Edistio Cámere
Se definía el primer puesto. Los jugadores – niños de doce años – desplegaron sus habilidades futbolísticas en una justa, emocionante e intensa, por alzarse con la victoria. La corona era esquiva para uno, pero premio para el otro equipo. Finalizado el partido, llamó mi atención el contraste en las expresiones de los niños. Entre los perdedores, la tristeza se apodero de sus rostros, las lágrimas corrían sin rubor por sus mejillas, las miradas clavadas en el piso contenían rabia y frustración. Los papás se desvivían en consolarlos sin éxito: sus hijos abstraídos rumiaban el sabor agrio de la derrota. Mientras que los vencedores expresaban radiantes – sin límites ni formas- su triunfo. Los gritos, los abrazos y los saltos entrelazados direccionaban la imaginación hacia un escenario irreal: la final de un mundial.
¿Por qué la desbocada reacción de esos niños? ¿Es solo cuando pierden o ganan en el fútbol? ¿Qué tramo de la educación descuidan padres y maestros? Será ¿en el orden y en la jerarquía de los bienes a alcanzar?, ¿En la formación de un carácter débil a fuerza de conceder, dar y aprobar sin criterios ni límites? Escuela y familia comparten roles estelares en la gran tarea de encauzar la afectividad de niños y jóvenes.

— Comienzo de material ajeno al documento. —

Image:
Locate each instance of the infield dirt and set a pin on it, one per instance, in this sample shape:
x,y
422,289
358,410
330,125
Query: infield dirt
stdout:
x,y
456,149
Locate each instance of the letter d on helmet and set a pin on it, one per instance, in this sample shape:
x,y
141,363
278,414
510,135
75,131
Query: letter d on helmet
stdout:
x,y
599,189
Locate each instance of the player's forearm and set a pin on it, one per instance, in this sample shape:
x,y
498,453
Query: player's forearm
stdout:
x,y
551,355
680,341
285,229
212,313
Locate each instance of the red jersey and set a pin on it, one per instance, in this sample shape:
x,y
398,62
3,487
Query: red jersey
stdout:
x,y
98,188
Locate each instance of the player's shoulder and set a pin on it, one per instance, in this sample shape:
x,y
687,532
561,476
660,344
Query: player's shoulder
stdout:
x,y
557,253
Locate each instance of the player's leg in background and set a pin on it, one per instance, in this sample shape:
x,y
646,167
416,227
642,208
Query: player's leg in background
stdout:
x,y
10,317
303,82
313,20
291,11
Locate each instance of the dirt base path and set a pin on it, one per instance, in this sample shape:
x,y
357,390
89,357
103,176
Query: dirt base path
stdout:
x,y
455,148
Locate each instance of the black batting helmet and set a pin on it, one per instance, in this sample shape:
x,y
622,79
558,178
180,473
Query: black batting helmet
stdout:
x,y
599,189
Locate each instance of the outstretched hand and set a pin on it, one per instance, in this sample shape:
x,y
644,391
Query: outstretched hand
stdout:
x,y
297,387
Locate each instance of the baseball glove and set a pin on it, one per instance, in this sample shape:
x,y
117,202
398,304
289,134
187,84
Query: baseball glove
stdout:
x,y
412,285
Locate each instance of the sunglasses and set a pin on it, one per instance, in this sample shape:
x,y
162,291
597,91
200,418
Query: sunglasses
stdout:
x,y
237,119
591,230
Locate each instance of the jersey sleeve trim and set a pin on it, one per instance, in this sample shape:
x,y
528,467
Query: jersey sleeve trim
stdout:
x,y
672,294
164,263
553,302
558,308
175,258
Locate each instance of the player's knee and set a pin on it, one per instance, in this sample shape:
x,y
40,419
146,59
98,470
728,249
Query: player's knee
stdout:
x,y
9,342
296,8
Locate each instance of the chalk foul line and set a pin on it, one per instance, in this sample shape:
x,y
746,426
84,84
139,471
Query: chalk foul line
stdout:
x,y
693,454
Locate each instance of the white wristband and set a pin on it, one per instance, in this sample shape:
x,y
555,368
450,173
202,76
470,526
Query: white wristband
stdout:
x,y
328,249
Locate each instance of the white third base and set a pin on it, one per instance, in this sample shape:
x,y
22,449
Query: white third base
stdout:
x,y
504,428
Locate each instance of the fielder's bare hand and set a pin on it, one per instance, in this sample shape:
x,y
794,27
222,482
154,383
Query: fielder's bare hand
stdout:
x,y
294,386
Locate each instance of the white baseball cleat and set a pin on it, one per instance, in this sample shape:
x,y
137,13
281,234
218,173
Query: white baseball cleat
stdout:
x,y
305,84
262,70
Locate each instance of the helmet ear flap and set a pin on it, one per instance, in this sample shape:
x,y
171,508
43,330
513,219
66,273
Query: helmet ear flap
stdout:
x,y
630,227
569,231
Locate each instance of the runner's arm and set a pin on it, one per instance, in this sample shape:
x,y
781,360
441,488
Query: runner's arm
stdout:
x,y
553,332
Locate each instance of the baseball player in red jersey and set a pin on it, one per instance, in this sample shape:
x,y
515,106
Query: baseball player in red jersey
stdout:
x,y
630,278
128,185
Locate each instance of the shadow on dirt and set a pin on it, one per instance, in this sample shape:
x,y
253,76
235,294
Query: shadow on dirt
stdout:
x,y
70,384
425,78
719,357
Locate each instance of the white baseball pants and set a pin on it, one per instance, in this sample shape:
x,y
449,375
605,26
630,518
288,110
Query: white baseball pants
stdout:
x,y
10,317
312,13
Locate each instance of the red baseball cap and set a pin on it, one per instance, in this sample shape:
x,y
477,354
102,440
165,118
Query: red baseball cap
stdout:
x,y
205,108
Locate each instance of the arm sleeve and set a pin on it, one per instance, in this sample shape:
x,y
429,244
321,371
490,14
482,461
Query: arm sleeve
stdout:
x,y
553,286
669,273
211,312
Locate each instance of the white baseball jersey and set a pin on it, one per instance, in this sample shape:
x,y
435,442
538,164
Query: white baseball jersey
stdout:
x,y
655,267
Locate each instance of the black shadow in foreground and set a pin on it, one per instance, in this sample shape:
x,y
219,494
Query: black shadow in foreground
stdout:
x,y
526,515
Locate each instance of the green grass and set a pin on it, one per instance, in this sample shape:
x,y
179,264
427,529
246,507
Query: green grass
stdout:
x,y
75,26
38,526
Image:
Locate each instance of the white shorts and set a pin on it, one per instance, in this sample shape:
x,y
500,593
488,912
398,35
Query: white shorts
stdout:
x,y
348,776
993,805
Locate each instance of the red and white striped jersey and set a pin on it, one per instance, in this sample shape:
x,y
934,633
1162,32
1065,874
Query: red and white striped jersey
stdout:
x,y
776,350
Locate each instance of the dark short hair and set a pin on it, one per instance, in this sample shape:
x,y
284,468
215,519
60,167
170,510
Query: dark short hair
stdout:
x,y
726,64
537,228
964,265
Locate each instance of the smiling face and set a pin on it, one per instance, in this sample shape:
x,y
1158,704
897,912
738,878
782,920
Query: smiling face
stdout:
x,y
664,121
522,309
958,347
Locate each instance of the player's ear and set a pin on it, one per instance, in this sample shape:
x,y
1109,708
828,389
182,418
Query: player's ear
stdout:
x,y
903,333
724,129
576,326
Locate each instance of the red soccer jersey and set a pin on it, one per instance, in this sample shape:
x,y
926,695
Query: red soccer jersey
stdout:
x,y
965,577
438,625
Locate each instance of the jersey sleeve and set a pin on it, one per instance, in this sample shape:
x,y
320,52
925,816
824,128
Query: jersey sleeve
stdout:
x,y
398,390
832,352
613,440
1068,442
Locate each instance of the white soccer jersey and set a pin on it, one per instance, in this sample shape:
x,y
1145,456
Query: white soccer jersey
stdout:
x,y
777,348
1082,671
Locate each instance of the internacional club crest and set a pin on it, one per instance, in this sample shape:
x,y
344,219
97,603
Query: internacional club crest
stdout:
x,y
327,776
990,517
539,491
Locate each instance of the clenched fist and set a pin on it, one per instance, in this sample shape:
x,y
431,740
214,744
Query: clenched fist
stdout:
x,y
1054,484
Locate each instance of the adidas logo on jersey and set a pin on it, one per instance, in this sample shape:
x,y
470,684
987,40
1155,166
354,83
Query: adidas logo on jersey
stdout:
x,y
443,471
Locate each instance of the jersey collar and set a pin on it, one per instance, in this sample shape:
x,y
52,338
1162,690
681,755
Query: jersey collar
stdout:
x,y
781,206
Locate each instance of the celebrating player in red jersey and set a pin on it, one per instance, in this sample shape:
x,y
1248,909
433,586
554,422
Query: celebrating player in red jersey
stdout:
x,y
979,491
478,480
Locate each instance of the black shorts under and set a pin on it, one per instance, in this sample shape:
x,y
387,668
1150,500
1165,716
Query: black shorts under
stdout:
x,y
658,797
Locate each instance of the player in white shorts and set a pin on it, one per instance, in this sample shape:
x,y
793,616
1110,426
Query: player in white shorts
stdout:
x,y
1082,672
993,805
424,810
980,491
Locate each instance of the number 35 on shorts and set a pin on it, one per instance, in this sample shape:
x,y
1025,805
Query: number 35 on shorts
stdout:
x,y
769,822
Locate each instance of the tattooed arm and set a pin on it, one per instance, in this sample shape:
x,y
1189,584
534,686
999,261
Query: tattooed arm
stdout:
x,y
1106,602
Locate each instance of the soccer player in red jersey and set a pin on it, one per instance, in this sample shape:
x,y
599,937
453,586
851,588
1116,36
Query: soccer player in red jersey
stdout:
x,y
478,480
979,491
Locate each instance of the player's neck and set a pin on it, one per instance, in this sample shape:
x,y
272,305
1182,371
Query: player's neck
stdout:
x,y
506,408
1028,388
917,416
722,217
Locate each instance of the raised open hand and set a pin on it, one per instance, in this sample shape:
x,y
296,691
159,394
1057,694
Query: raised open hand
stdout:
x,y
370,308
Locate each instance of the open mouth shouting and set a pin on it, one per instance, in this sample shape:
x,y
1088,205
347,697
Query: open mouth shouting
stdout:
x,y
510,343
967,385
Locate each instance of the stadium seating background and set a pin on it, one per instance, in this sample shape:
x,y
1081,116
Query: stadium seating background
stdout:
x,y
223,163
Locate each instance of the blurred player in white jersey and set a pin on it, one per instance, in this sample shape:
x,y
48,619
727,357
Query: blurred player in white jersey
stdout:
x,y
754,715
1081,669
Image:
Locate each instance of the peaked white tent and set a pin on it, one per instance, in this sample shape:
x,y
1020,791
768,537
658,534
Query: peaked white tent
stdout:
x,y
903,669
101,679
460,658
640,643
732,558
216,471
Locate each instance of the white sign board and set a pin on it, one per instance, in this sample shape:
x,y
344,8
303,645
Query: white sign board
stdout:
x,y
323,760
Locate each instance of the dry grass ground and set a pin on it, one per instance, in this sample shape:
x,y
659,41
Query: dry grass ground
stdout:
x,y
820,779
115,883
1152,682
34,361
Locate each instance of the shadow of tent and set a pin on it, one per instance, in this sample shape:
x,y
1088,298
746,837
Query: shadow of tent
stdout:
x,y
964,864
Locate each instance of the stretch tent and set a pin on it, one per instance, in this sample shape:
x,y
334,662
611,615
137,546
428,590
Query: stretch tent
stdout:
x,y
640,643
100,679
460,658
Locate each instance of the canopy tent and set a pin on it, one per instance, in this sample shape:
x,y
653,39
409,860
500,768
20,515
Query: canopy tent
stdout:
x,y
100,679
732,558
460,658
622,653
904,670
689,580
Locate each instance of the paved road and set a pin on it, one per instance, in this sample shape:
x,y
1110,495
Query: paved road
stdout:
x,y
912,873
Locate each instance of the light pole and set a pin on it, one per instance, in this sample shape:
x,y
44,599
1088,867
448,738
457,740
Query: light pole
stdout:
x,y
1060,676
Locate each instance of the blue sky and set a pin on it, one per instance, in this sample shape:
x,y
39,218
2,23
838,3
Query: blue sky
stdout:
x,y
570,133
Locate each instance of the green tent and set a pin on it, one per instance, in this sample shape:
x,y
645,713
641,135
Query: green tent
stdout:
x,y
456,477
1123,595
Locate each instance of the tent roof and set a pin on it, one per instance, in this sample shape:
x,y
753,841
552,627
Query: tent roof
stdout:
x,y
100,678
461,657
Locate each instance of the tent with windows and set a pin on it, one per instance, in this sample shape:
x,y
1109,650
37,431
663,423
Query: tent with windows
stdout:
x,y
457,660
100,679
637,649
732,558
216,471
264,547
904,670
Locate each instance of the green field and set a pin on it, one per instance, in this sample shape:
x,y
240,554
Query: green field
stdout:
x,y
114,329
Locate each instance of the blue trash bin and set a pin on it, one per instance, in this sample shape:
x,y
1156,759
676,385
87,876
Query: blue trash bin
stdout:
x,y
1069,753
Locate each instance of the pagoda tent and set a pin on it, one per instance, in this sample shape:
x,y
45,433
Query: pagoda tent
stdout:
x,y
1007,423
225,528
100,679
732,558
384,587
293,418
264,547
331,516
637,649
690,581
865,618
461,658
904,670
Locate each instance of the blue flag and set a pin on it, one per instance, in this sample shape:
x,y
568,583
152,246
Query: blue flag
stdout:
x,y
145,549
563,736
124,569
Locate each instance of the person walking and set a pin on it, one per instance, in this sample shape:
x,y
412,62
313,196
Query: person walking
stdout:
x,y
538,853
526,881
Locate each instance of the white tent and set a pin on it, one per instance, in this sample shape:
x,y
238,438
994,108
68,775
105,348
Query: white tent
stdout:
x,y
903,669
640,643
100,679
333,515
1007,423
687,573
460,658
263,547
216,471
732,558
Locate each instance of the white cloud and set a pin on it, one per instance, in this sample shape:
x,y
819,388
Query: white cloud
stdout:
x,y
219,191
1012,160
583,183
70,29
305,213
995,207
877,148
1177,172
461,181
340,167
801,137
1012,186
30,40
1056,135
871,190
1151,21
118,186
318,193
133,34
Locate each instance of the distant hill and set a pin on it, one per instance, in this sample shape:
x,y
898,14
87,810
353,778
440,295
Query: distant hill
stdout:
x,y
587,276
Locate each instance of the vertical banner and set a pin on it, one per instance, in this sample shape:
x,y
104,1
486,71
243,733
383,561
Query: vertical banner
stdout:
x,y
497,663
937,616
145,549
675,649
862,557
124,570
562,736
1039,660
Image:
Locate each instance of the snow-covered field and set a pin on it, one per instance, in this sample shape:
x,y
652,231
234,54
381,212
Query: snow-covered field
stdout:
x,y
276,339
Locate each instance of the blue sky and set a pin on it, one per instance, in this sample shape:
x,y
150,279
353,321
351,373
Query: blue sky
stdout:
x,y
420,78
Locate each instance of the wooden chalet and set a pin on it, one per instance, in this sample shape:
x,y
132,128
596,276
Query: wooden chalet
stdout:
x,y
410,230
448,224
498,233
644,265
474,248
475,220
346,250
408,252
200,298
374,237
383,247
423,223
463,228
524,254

¿Qué debe evitar la escuela? La blandura en la didáctica, esa idea de que en la enseñanza debe primar el entretenimiento, – en vez de gramática solo lectura – que el niño la pase bien en el aula. Objetivo que se consigue con imágenes multicolores, con contenidos que demanden un trabajo intelectual exiguo, consintiendo disrupciones y poniendo al voto las actividades a realizarse para evitar las ‘malas caras’. El sentido común advierte que la actividad intelectual – acondicionada a la edad del alumno – es atractivamente exigente, requiere de unas condiciones mínimas para su ejercicio y de una didáctica que lo estimule. Aprender requiere de un estudio constante y tesonero. Si, por el contrario, se apela al “populismo” haciéndole creer que puede aprender sorteando sin denuedo, la frustración se instalará ante un desaprobado o dificultad académica. Volver a la pedagogía del esfuerzo será la victoria ante quienes pretenden medrar con configurar a la escuela como un centro que forma meros consumidores.
¿Qué deben evitar los padres? Ser permisivos. Tener claro que el hijo no es quien gobierna en casa. Cuando mucho se le consiente, aprenderá que solo tiene derechos y no deberes. Reemplazarlo en la resolución de las tareas y obligaciones escolares es minar su autonomía y no formarlo en la responsabilidad y en honrar sus compromisos. Cuando se es permisivo, el hijo no distingue entre lo bueno y lo malo: todo tiene el mismo valor. Si todo vale igual, qué difícil es elegir, responder y comprometerse con una meta, ideal o persona.
En suma, la blandura didáctica y el permisivismo en el hogar no promueven el dominio de sí mismo, ni el adecuado ejercicio de la libertad; más bien estimulan el desborde emocional del niño… sea que gane o pierda su equipo.